- Movie poster of Homeboy
- Directed by: Michael Seresin
- Written by: Mickey Rourke
- Produced by: Alan Marshall; Elliott Kastner;
- Starring: Mickey Rourke; Christopher Walken; Debra Feuer;
- Cinematography: Gale Tattersall
- Edited by: Ray Lovejoy
- Music by: Eric Clapton; Michael Kamen;
- Distributed by: Carolco Pictures; Tristar Pictures; (Sony Pictures Entertainment);
- Release date: September 15, 1988;
- Running time: 115 min.
- Country: United States
- Language: English

= Homeboy (film) =

1988 film by Michael Seresin

Homeboy is a 1988 drama film, directed by Michael Seresin. It was written by and stars Mickey Rourke in the role of self-destructive cowboy/boxer Johnny Walker. Christopher Walken also stars as Walker's slightly corrupt promoter who encourages him to fight while hiding from him the fact that one more punch in the wrong place would kill him. The film was briefly released in some theatres in 1988 by TriStar through their distribution deal with Carolco, but was more widely seen on home video shortly after. Lionsgate reissued it on DVD on September 1, 2009. Shout Factory released the film on Blu-ray in 2020.

==Plot==

Johnny Walker (Mickey Rourke) is a down-and-out boxer with brain damage who has recently moved into a sea-side resort. He falls in love with Ruby (Debra Feuer), a carnival owner with whom he shares much in common. He also befriends Wesley Pendergrass (Christopher Walken), a corrupt promoter. Wesley and Johnny form a strong friendship, and it's clear that Johnny comes to idolize Wesley who wants to use Johnny as muscle in a robbery and asks for his help. Johnny has to choose between the love of Ruby or the friendship of Wesley.

==Cast==
- Mickey Rourke as Johnny Walker
- Christopher Walken as Wesley Pendergass
- Debra Feuer as Ruby
- Thomas Quinn as Lou
- Kevin Conway as Grazziano
- Antony Alda as Ray
- Jon Polito as Moe Fingers
- Bill Slayton as Bill
- David Albert Taylor as Cannonball
- Joseph Ragno as Cotten's Trainer
- Matthew Lewis as Cotten
- Willy DeVille as Moe's Bodyguard
- Rubén Blades as Doctor
- Sam Gray as Barber
- Dondre Whitfield as Billy Harrison
- Stephen Baldwin as Luna Park Drunk
- Michael Buffer as Ring Announcer
- Larry Hazzard as referee

==Production==
Exterior shots in Asbury Park include the boardwalk, the beach, Paramount Theatre, Cookman Avenue. Shots in Belmar include Alfred's Ice Cream Cafe and Pied Piper Ice Cream. Interior shots in Asbury Park include the Convention Hall and Belmar Barber Shop in Belmar. The Tillie mural and the Palace Amusements building can be seen in the background, a staple of Asbury Park and its culture. During the boxing scenes, the Convention Hall is used as the venue. This is the first of two times Rourke used the famed venue in films, the second was for 2008's The Wrestler.

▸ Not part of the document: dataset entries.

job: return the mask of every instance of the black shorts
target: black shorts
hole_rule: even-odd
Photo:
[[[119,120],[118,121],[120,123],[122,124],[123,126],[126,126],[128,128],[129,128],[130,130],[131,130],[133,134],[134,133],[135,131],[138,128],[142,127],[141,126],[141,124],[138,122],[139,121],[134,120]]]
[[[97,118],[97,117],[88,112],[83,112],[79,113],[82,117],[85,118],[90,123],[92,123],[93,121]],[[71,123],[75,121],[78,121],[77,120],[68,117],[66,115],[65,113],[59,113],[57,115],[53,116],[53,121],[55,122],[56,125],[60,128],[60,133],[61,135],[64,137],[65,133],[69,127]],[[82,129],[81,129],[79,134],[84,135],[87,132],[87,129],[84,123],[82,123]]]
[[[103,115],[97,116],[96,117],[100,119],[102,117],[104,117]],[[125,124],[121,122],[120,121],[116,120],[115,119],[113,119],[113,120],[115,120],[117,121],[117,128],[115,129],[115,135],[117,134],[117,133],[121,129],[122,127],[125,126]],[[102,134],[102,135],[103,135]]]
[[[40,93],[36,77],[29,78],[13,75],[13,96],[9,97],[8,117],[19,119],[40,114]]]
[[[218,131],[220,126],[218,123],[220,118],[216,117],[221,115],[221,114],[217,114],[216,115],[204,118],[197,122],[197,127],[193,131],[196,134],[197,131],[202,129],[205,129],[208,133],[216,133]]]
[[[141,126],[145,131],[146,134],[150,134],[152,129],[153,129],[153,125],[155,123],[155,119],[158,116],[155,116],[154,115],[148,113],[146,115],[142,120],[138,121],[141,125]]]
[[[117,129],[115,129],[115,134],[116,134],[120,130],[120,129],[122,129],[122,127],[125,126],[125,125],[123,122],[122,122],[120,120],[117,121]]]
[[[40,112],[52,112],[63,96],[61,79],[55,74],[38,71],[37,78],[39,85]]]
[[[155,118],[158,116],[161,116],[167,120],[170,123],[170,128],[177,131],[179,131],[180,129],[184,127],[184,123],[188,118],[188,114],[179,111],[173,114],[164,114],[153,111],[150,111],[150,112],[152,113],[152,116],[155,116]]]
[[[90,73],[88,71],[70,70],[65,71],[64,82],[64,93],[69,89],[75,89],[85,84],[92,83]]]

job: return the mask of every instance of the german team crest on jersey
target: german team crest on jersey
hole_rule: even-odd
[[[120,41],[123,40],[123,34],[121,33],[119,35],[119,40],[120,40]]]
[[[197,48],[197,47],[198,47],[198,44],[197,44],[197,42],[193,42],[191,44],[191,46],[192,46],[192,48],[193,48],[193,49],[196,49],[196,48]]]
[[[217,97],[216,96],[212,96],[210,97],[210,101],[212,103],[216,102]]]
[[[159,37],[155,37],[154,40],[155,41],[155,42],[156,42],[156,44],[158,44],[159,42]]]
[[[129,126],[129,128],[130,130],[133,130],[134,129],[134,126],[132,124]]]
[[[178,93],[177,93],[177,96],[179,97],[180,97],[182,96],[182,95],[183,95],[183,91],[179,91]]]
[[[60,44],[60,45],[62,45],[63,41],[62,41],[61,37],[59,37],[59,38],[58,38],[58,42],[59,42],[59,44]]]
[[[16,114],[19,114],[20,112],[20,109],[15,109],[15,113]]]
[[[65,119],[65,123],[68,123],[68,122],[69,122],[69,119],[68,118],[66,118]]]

Christopher Walken told Film Comment in August 1992:

Mickey Rourke and I were in Heaven's Gate together; he had this tiny part and I was playing whatsisname. We were sitting up there in the mountains talking about...dinosaurs. And I told him about this thing I had read in some science magazine, that there's a theory that dinosaurs really never disappeared at all. That in fact all they did was get smaller and smaller, their scales turned into feathers and they flew away -- and that in fact dinosaurs are still with us, they're just birds. And Mickey said, "That's interesting", and he started telling me about this movie that he was going to do someday about a boxer and it was called 'Homeboy'. You know, I remember also he told me at the time, "There's this guy, the fighter's manager, and you're gonna play this part". I said, "Okay, Mickey, let's go". So almost ten years went by and there we were making it. And I said to him, "Why don't I tell that story about the birds and dinosaurs?" He said, "Right". And there is that scene at the beach with all the seagulls, talking about dinosaurs. It's completely disconnected from anything going on in the movie, but I think it's one of the things in the movie... It's real. Here are these two guys who are really kind of victims, talking about the origin and destiny of dinosaurs.

==Soundtrack==
See Homeboy – Original Score Performed by Eric Clapton.

==In popular culture==
In Bob Dylan's first memoir, Chronicles Volume One, he writes of a trip to the movies during the recording of the album Oh Mercy. He writes of Mickey Rourke:
He could break your heart with a look. The movie traveled to the moon every time he came onto the screen. Nobody could hold a candle to him. He was just there, didn't have to say hello or goodbye.

Dylan would later work with Rourke on his film Masked and Anonymous in 2001.